Brian Molefe, the chief executive officer (CEO) of South African rail and infrastructure company Transnet, believes “transformational leadership” is key to growth. He says leadership is about making bold and audacious decisions. And then acting on those decisions: “We’re good at talking, but we need to start doing.”
Furthermore, Africa’s leadership needs to decentralize and become more accessible. This is where social media platforms can play a role. In Rwanda, for example, the president and many politicians are active on Twitter, keeping the government accountable to ordinary citizens.
Admassu Tadesse, the CEO of the Burundi-headquartered Eastern and Southern African Trade and Development Bank, commonly known as the PTA Bank, says that leaders on the continent are under pressure to live up to expectations.
“We’ve done well but there is huge pent-up demand that needs to be dealt with, such as infrastructure. This is the challenge we face.”
Tadesse points out that Africa’s strong growth has also not translated into jobs, which is of major concern, given the millions of young people who enter the job market every year.
“Average growth rates of six percent are not sufficient. Rather, we should be targeting nine percent,” he says.

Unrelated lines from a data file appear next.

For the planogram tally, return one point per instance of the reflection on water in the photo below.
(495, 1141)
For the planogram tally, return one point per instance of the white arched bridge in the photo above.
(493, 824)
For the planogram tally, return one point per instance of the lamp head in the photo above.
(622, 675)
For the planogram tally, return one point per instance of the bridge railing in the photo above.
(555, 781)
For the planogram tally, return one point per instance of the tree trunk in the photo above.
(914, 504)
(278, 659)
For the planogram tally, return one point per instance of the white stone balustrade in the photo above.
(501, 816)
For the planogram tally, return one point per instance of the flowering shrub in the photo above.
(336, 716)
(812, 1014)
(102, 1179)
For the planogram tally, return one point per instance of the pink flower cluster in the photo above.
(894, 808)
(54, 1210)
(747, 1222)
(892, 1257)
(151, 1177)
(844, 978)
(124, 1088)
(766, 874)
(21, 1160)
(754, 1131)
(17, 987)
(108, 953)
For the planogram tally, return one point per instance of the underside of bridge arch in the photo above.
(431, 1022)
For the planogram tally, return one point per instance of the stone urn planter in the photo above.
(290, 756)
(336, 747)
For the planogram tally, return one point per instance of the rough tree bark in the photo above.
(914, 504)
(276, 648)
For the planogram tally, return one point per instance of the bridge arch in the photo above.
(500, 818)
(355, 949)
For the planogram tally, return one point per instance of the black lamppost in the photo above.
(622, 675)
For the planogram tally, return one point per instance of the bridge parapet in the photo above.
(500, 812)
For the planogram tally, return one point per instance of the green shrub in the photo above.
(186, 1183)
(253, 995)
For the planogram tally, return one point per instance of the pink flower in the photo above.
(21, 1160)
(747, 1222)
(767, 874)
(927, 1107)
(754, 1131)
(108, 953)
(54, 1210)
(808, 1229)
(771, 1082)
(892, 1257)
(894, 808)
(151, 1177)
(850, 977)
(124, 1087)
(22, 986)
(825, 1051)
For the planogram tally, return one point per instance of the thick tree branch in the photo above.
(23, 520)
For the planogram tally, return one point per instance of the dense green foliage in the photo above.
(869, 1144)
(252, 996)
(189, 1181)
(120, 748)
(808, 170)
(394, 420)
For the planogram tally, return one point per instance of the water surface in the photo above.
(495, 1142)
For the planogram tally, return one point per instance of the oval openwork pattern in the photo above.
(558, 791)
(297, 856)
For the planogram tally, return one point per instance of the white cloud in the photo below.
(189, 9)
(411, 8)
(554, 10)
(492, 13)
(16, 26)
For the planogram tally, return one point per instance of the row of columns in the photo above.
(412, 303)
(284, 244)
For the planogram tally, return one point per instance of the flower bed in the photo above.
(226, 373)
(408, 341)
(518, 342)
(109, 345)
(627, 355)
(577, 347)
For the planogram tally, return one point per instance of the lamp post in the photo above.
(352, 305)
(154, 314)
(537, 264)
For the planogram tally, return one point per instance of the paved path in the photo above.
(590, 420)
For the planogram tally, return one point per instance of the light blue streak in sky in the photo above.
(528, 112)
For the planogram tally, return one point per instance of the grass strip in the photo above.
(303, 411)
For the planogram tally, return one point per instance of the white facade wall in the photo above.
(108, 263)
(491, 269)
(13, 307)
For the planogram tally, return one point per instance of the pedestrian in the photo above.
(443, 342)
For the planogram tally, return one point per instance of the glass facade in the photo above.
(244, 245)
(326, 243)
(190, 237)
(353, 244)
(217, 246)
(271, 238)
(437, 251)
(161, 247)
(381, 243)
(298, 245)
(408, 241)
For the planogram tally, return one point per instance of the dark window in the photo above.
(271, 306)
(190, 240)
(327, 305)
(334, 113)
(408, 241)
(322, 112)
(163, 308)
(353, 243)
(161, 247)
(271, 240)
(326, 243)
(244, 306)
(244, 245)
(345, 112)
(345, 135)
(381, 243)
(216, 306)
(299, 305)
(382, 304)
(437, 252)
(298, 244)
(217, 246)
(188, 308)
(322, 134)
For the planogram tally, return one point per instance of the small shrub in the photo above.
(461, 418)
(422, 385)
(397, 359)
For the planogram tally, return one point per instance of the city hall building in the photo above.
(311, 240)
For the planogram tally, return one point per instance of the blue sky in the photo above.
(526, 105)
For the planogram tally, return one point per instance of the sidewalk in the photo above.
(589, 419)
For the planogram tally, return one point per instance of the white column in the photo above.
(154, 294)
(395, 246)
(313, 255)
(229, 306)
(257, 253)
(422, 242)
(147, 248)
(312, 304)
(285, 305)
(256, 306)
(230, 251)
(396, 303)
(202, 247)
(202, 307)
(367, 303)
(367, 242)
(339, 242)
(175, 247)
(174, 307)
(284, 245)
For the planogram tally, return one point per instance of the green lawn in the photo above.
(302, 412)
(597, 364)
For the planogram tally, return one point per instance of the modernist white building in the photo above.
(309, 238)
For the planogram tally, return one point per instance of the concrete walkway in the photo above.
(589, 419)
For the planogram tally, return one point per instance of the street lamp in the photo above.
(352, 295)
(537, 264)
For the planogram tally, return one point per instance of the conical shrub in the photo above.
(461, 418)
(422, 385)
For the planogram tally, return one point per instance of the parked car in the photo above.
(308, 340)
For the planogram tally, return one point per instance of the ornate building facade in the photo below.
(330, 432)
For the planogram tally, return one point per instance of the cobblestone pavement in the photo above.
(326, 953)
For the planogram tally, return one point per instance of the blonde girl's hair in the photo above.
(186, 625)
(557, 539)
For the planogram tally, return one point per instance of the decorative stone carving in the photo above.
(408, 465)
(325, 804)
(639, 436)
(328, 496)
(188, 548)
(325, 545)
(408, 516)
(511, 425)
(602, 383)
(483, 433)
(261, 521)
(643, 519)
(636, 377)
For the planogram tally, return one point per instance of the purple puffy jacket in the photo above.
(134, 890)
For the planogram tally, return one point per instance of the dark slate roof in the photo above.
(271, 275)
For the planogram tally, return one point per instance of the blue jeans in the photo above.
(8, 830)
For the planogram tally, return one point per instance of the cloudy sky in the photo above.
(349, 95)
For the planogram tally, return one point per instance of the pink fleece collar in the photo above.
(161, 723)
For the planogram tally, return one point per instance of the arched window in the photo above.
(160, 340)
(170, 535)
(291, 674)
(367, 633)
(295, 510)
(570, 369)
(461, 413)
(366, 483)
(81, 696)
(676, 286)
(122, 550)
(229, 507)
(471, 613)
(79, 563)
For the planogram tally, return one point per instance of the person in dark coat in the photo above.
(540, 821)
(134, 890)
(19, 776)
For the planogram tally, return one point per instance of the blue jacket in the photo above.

Tadesse has also highlighted that African investment as a percentage of GDP at 22% still lags behind other regions, including Latin America at 32% and Asia at more than 40%. The solution, he argues, is to ensure that Africa’s growth becomes inclusive.
One of the key challenges African companies face is how best to take advantage of the continent’s status as the new economic frontier.
Opportunities abound in developing industries such information and communications technology (ICT) and energy. This is evident from the growing investment in alternative sources of power, such as nuclear, gas and renewable energy (hydro, wind and solar). Immense quantities of natural gas have been discovered in South Africa’s Karoo region. It has led to fierce public debate, weighing up the possible impact on the environment against potential job creation.
Organizations such as the International Finance Corporation, the World Bank’s private sector arm, are investing in the sector, particularly in energy efficiency and in renewable energy.
And the critical role that ICT is playing in transforming Africa by connecting businesses, citizens and governments cannot be undermined.
However, it is only through emphasizing intra-African trade that the continent’s growth and prosperity can be truly inclusive and sustainable.
The continent’s resources will not last forever, especially with a population that is expected to double in the next 30 years. This warrants more focus on diversifying economies, ensuring financial inclusion and emphasizing sustainable growth.
For Pravin Gordhan, South Africa’s finance minister, the solution lies in developing the kind of business models that will buffer the economy against further shocks. “Africa has come a long way in terms of reducing risk premiums… (But) we do have a perception deficit,” he points out.
The continent’s time has come, but success depends on the choices that African leaders make and the institutions they build.
The authors are media consultants. This article is based on discussions held at the Association of Black Securities and Investment Professionals conference in September.